There is no privacy or confidentiality of the data being exchanged, meaning anyone connected
to the network and with access to the proper tools can see and analyze
invocation parameters and return values. Additionally, there is no guarantee of message integrity, meaning
an intermediate node or program can modify the messages being exchanged and the end-points won't
suspect a thing.
These security issues do not pose serious problems within the safety of a protected network,
but could be serious security threats within a large corporate intranet or over the open Internet.
A common approach to make RMI secure is to use RMI over
SSL.
SSL, as we know, is a layer over TCP/IP and supports
end-point authentication, message integrity and confidentiality.
Though RMI does not use SSL by default, it is fairly straight-forward to add this support
using custom socket factories as explained in
this example from
RMI documentation and illustrated in my
J2EE Security for Servlets, EJBs and Web Services book.

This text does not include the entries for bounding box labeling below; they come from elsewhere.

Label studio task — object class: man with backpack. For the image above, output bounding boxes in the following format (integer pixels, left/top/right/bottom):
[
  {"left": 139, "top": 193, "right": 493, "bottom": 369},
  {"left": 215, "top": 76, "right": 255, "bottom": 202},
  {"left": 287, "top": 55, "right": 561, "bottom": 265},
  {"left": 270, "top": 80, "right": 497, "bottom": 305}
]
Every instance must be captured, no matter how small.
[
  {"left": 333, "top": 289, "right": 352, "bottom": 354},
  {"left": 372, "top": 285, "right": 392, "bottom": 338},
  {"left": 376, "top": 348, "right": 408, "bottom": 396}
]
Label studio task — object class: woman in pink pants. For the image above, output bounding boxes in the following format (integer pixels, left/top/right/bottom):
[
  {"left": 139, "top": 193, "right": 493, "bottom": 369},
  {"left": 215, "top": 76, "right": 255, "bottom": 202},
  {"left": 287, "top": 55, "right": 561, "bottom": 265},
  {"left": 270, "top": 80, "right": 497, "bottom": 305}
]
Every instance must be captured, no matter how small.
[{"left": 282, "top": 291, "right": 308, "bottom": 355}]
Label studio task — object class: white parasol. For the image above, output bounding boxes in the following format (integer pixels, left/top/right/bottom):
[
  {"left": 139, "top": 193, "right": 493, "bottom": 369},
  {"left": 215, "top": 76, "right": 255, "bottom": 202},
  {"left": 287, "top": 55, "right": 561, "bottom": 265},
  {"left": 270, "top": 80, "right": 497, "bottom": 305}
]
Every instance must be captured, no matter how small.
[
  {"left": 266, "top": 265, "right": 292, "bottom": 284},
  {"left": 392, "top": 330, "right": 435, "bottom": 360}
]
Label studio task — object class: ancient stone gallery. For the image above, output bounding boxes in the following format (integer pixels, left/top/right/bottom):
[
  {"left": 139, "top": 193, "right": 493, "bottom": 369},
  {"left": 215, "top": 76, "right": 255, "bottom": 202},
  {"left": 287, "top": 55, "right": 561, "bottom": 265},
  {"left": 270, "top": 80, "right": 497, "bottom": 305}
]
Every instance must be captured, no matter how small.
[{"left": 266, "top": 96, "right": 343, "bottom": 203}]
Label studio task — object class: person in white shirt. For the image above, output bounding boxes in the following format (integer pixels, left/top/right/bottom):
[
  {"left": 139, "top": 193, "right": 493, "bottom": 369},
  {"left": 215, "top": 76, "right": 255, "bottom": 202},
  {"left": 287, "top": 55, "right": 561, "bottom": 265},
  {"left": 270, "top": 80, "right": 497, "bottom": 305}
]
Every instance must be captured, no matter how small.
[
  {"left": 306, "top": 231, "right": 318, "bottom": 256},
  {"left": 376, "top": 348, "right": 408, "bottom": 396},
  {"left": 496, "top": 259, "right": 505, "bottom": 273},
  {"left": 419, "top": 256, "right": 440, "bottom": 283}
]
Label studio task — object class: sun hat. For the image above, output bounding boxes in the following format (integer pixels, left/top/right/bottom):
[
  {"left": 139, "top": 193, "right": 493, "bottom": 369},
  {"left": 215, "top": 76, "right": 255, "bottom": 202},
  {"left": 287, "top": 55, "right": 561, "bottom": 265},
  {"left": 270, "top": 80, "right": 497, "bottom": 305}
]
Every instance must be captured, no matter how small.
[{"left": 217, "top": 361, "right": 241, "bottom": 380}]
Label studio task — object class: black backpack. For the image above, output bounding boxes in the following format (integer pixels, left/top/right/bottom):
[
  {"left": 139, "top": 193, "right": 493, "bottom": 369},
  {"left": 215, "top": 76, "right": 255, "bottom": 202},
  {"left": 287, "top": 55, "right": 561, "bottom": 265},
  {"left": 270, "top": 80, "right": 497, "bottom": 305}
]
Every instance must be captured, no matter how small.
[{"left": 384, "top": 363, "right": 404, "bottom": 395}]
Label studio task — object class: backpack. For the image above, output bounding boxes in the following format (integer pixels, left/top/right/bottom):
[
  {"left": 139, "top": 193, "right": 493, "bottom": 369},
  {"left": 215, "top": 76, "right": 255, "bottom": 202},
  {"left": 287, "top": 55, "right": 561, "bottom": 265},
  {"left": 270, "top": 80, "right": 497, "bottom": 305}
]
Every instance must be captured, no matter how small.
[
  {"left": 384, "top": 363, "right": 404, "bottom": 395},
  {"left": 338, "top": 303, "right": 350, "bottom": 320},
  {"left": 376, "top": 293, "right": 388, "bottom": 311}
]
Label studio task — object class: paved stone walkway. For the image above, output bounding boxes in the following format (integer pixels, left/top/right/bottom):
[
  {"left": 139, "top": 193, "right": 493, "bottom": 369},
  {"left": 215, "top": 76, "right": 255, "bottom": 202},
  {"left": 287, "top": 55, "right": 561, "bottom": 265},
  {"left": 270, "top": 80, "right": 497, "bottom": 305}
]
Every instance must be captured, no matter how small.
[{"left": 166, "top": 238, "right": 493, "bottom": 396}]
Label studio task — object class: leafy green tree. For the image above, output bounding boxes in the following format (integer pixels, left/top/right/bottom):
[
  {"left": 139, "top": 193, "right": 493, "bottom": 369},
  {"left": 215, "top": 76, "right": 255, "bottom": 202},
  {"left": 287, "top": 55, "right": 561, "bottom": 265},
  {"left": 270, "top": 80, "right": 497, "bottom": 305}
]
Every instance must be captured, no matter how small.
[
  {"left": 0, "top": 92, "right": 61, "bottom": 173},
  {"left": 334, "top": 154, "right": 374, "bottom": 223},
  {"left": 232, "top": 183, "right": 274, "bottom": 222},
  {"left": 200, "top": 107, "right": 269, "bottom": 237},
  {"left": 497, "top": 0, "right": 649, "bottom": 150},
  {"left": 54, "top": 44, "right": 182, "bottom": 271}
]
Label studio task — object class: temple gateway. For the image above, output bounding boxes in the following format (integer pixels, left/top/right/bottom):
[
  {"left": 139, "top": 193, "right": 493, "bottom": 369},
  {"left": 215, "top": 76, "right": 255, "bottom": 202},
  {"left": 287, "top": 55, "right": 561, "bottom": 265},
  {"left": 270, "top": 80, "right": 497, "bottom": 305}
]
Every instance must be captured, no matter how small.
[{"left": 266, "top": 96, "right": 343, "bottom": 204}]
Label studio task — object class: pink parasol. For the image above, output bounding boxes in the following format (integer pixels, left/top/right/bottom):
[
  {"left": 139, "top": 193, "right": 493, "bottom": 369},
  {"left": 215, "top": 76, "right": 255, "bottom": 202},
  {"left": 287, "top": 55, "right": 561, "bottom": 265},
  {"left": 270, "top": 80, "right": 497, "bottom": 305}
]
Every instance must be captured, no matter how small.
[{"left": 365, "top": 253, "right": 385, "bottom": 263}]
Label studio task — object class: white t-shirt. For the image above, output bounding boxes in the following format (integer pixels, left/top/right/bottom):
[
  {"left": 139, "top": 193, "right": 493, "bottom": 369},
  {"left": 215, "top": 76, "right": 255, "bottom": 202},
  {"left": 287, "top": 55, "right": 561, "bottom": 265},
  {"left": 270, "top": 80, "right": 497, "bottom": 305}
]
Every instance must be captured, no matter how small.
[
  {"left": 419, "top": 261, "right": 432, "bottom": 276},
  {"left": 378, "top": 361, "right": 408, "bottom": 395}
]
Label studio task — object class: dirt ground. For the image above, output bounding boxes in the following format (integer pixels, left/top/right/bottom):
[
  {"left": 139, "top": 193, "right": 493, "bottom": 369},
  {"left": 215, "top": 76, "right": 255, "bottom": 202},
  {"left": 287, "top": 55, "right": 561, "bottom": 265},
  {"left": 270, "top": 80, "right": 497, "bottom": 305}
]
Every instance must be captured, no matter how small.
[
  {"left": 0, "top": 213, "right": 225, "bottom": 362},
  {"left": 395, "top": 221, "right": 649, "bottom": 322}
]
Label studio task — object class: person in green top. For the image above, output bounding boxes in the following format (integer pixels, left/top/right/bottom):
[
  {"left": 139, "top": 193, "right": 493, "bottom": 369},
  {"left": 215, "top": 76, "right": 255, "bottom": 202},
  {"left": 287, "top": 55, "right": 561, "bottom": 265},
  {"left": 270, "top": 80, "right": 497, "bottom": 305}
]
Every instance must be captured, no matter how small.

However, use of RMI over SSL is not a panacea for all RMI security problems:
- RMI over SSL using custom socket factories does not protect the communication between the
client program and the RMI registry.
- An organization may have standardized upon a different security solution, such as one based
on SSH, and may not want to
deal with the additional complexity of managing X.509 certificates for SSL.
In this article, we will describe how RMI applications can be secured within a network that
relies on SSH for security needs. SSH is a security protocol that can be used for end point
authentication, message integrity and confidentiality. It is already widely deployed and is used
by developers for a variety of purposes such as command execution on a remote machine,
remote login, file copy to remote machines and
tunneling for a large number of third-party applications. A typical SSH implementation consists
of a daemon program called sshd and clients ssh and
scp.
The Setup
To understand and carry out the steps in setting up SSH tunneling, we will need
two machines: one to run the client program and another to run the RMI Registry and server
program. Both machines should have J2SE SDK. The client machine should have SSH client
and the server machine should have SSH daemon.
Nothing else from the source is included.